The less precise estimates tend to happen at the extremes: very large and very small babies are harder to measure accurately. So if you’re told your baby is measuring big or small, keep that margin of error in mind. Many parents have been told to expect a 9-pound baby and delivered one closer to 7.5 pounds, or vice versa.

The belly measurement your provider takes at each visit (fundal height) is even more of a rough guide. It works best between weeks 20 and 36. Before 20 weeks, the uterus hasn’t risen high enough to measure reliably. After 36 weeks, the baby may drop lower into your pelvis, making the measurement less predictive. Factors like your body type, the baby’s position, and the amount of amniotic fluid all influence the number.

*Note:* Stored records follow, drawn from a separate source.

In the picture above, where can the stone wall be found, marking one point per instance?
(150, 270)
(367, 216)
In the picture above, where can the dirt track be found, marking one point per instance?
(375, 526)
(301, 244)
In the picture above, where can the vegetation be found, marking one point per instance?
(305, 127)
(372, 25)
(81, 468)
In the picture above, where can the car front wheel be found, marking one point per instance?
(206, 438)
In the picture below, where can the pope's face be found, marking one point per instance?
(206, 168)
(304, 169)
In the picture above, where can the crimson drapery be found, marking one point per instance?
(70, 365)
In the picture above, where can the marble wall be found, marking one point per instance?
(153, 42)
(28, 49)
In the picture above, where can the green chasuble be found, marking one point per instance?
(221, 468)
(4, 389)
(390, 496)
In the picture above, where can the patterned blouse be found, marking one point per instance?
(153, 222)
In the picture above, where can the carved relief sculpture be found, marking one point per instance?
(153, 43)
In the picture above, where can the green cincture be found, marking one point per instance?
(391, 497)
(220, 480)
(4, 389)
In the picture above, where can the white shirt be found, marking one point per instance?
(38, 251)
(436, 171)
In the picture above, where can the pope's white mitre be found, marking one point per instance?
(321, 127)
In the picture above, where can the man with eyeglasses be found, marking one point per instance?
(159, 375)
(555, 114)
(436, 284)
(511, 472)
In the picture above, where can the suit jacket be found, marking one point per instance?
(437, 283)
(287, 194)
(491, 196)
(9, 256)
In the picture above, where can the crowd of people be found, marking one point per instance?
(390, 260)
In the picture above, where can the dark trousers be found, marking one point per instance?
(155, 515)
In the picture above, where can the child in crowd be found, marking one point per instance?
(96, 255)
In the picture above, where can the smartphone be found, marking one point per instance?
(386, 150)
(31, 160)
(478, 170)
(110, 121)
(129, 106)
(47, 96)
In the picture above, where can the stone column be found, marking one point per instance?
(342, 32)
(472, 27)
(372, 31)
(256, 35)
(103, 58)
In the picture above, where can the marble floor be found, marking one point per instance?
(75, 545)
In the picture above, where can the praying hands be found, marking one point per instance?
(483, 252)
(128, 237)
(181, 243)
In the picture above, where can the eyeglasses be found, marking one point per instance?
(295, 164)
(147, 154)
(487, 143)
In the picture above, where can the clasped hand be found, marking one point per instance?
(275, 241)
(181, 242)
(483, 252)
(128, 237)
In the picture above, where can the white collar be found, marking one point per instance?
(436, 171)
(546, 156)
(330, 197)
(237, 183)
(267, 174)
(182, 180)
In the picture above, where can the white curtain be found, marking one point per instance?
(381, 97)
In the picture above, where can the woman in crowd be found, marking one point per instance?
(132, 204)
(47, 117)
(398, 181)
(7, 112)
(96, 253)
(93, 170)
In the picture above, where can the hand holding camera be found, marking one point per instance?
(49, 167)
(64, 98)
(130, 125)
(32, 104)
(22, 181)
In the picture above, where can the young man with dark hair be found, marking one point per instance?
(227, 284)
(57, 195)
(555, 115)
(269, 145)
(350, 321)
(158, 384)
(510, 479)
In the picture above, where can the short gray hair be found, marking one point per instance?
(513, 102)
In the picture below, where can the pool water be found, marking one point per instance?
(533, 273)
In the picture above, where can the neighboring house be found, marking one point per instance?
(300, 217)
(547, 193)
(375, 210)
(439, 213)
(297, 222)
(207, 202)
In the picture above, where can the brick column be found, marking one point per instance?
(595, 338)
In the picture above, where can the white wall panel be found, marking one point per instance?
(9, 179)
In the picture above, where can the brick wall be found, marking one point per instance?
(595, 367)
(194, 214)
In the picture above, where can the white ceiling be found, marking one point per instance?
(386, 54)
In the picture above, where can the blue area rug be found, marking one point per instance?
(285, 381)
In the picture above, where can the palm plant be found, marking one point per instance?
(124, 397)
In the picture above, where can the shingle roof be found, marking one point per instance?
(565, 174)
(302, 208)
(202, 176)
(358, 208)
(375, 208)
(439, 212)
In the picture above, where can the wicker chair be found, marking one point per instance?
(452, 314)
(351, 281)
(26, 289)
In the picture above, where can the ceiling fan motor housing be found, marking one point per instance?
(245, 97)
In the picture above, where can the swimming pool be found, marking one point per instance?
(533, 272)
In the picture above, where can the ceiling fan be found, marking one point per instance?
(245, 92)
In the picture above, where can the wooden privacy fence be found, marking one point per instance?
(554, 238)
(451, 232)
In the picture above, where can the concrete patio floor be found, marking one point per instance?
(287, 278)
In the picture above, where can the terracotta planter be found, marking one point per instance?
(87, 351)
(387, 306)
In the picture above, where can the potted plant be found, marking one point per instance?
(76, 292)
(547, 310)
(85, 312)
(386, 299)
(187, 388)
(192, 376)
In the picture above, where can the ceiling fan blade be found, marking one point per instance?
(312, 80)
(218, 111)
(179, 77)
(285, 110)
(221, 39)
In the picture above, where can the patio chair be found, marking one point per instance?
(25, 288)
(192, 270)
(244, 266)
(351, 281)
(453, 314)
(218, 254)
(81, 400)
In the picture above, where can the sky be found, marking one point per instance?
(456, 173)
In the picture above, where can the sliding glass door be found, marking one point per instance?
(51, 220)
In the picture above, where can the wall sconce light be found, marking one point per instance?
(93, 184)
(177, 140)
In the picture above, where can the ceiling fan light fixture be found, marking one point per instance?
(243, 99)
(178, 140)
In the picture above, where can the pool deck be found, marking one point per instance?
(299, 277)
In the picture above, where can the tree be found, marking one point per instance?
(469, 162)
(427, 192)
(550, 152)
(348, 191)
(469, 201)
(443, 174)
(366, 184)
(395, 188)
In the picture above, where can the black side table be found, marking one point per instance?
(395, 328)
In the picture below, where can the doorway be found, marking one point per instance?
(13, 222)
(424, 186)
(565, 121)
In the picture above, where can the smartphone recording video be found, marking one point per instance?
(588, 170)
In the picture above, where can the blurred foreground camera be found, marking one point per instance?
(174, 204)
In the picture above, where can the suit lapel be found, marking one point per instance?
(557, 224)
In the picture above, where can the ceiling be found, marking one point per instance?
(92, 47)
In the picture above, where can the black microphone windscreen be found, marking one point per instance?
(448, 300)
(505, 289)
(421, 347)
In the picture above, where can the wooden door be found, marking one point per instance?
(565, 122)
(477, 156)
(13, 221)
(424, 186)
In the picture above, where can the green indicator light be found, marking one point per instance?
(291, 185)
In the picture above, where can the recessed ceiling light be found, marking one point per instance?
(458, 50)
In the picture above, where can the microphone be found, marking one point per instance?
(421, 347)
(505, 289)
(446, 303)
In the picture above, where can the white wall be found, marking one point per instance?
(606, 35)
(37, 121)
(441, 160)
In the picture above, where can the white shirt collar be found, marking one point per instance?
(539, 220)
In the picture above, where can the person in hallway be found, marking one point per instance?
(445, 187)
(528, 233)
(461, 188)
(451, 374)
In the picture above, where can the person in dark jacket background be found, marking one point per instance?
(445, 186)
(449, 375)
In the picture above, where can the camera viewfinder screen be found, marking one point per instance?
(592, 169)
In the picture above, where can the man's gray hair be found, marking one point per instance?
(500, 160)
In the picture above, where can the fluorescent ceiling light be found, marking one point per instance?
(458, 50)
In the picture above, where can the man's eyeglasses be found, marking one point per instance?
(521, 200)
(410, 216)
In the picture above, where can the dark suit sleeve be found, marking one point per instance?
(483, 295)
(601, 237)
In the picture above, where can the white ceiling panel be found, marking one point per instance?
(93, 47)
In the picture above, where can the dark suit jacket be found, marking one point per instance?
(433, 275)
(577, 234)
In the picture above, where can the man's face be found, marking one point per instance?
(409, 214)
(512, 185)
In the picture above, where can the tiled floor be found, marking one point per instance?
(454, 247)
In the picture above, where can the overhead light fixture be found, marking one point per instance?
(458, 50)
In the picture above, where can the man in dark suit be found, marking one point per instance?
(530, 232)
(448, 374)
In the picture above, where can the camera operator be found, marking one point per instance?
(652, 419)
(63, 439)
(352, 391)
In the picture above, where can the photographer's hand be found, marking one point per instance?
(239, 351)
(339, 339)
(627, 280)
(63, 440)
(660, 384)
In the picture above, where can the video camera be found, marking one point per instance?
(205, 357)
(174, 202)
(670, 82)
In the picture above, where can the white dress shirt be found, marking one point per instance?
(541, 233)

What Matters More Than a Single Number

Your baby’s size at any one moment is less important than the overall growth trend. A baby who measures at the 25th percentile at 28 weeks and stays near the 25th percentile at 36 weeks is following a healthy, consistent pattern. A baby who drops from the 50th to the 10th percentile over a few weeks is the scenario that warrants a closer look, typically with more frequent ultrasounds to monitor blood flow and fluid levels.

Growth also isn’t perfectly steady. Babies have spurts and slower stretches, just like children do after birth. A single measurement that seems off isn’t automatically a concern, which is why providers look at the full picture across multiple visits rather than reacting to one data point.